En Allemagne, les conseils de soldats révoltés
s’organisent partout. Le 8, la république est proclamée. A Bruxelles. il y a
des échos de cette proclamation : dans la garnison allemande de Bruxelles,
il y a des intellectuels de gauche dans la centrale de presse qui s’occupe des
relations avec les journaux belges, comme le lieutenant de réserve Friedrich
Eisenlohr, qui fait partie du cercle de la Claire Colline.
Le 9, le Kaiser abdique pour Ebert, le n°1
socialiste. Un conseil de commissaires du peuple est mis en poste à
Berlin : ils s’entendent avec le sommet militaire contre les spartakistes (Roland Hubert, La «colonie» littéraire allemande en Belgique(1914-1918), Vanderpelen-Diagre Cécile, Revue belge de philologie et
d'histoire, Année 2006, Volume 84, Numéro 4 p. 1370 – 1372).
Une dépêche annonce le 9 l’abdication du
Kaiser qui, le jour même, fuit en Hollande. On apprend qu’il y a un Soldatenrat
à Cologne. Les officiers allemands pensent à former leur propres Soldatenrat
avec des bons éléments, qu’ils choisissent eux-mêmes. Malheureusement pour eux,
dans la soirée du 9, il y a des réunions, des rassemblements de soldats allemands
et belges, qui attendent l’armistice. Au home des cheminots de la gare du nord
– un bâtiment que je n’ai pas réussi à repérer - il y a des assemblées libres
de soldats allemands. Un Soldatenrat s’improvise. Karl Einstein est un des
intervenants probables. La RTBF situe ce conseil de soldats au siège central du gouvernement. Le
pouvoir du gouverneur de Bruxelles, le lieutenant-général Hurt, lui est retiré.

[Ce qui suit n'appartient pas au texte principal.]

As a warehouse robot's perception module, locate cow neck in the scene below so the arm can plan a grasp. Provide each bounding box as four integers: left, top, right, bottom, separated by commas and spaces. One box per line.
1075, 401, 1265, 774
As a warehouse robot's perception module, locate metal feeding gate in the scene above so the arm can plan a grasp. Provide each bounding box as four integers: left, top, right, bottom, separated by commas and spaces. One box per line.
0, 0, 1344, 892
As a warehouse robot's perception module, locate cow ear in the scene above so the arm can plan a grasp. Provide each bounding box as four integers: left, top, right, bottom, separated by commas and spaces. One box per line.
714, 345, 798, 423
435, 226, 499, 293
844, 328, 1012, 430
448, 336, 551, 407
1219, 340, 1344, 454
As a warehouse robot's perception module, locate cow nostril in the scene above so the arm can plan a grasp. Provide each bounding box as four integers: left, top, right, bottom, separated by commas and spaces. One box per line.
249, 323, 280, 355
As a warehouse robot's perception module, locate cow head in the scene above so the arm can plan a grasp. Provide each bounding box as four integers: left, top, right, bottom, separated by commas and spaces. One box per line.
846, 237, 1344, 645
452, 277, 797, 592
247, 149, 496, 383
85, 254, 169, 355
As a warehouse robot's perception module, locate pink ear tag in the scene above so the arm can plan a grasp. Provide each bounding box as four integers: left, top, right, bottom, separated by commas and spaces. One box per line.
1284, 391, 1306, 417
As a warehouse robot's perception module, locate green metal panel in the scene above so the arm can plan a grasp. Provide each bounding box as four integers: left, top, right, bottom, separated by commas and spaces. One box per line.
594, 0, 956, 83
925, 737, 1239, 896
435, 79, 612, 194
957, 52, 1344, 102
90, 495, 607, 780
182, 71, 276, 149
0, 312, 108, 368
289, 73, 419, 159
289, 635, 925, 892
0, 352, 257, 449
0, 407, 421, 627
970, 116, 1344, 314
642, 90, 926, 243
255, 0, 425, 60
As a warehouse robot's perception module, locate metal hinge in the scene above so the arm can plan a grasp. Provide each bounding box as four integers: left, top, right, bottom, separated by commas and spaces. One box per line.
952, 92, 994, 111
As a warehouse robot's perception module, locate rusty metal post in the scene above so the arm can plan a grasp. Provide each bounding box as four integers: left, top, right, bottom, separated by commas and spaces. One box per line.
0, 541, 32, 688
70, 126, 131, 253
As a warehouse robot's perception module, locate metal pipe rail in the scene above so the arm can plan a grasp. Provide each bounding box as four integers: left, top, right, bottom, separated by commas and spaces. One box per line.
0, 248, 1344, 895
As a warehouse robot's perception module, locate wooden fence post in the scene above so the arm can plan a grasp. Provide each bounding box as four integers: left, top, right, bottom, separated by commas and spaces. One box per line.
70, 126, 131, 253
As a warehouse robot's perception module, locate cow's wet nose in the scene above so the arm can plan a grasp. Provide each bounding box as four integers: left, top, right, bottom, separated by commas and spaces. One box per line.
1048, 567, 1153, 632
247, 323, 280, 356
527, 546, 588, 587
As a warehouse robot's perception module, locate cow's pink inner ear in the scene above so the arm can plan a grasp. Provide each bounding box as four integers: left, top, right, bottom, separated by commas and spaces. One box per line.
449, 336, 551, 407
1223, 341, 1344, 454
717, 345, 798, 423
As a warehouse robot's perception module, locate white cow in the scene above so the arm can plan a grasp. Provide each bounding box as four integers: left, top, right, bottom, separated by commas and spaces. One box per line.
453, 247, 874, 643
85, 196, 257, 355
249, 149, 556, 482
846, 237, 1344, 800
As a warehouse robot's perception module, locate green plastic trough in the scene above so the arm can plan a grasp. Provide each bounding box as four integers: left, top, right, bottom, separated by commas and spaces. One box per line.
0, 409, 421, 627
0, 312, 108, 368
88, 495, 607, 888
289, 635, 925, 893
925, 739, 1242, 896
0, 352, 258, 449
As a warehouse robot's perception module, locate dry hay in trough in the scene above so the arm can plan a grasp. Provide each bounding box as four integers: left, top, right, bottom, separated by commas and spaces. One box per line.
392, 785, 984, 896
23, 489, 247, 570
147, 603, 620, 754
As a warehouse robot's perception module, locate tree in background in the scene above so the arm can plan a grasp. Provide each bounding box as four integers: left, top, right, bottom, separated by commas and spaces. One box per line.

Le drapeau rouge est hissé sur les quartiers militaires en fin de journée. Le
dernier gouverneur général, Ludwig von Falkenhausen, resté à l'écart de l'agitation,
quittera la Belgique par le chemin de fer via les Pays-Bas dans la nuit du 12
au 13 novembre 1918. A l'inverse, à l'image de la plupart des officiers, le
gouverneur de l’administration civile, le baron von der Lancken, se met à la
disposition du conseil des soldats.
Les soldats révolutionnaires fraternisent avec la population. Dans une
atmosphère de guerre civile, les soldats révolutionnaires en finissent avec le
régime du gouvernement général et remettent une partie de leurs prérogatives
aux autorités locales. Bruxelles n’est pas libérée par les troupes alliées,
mais par des militaires allemands en révolte. Des simples soldats arrachent les épaulettes
des officiers dont ils croisent la route. On réquisitionne des écoles et salles
de fêtes.
Dimanche 10 novembre : une journée décisive
Dimanche 10 est une journée décisive : dans
la rue, au gouvernement général (établi dans le Parlement rue de la Loi), au
POB et dans les salons bourgeois.
Nous avons vu l’impact de la colonie allemande
de Claire Colline au niveau de l’information. Nous avons mentionné les
interventions de Karl Einstein dans le conseil des soldats. Mais il manque un
organisateur. Le hasard arrangera ça. À 5h du matin, venant de Mons, après 30h
de route, débarque à Bruxelles un docteur de 28 ans, Hugo Freund. Il a adhéré
pendant la guerre à l’USPD. Après la guerre, il sera dirigeant de l’USPD en
Bavière. Bruxelles n’était pas sa destination finale, mais il est organisé, il
est déterminé et il prend ses responsabilités de militant dans cette situation
chaotique. Il monte au home des cheminots où se trouvent les soldats révoltés. Vers
9 heures il appelle « tous les
hommes organisés politiquement et syndicalement » à se joindre à lui. Il
réunit quatorze politisés, il va dans un café pour élaborer un plan à soumettre
à une assemblée pour former un vrai Soldatenrat. Vers 11 h. quelques hommes
sous la conduite d’un certain Pfeil les rejoignent et se présentent comme le Soldatenrat,
sans doute le groupe constitué la veille. Ils sont invités à la réunion prévue
à 14h, ou un programme est adopté.
Une délégation de neuf hommes, dont les
camarades Teschmer, Stelting, Weber, Horn et Freund contactent en vain le Gouverneur
militaire. Freund télégraphie à Hugo Haase, président de l’USPD, désigné ce
jour-là comme vice-président du Conseil des Commissaires du Peuple à Berlin.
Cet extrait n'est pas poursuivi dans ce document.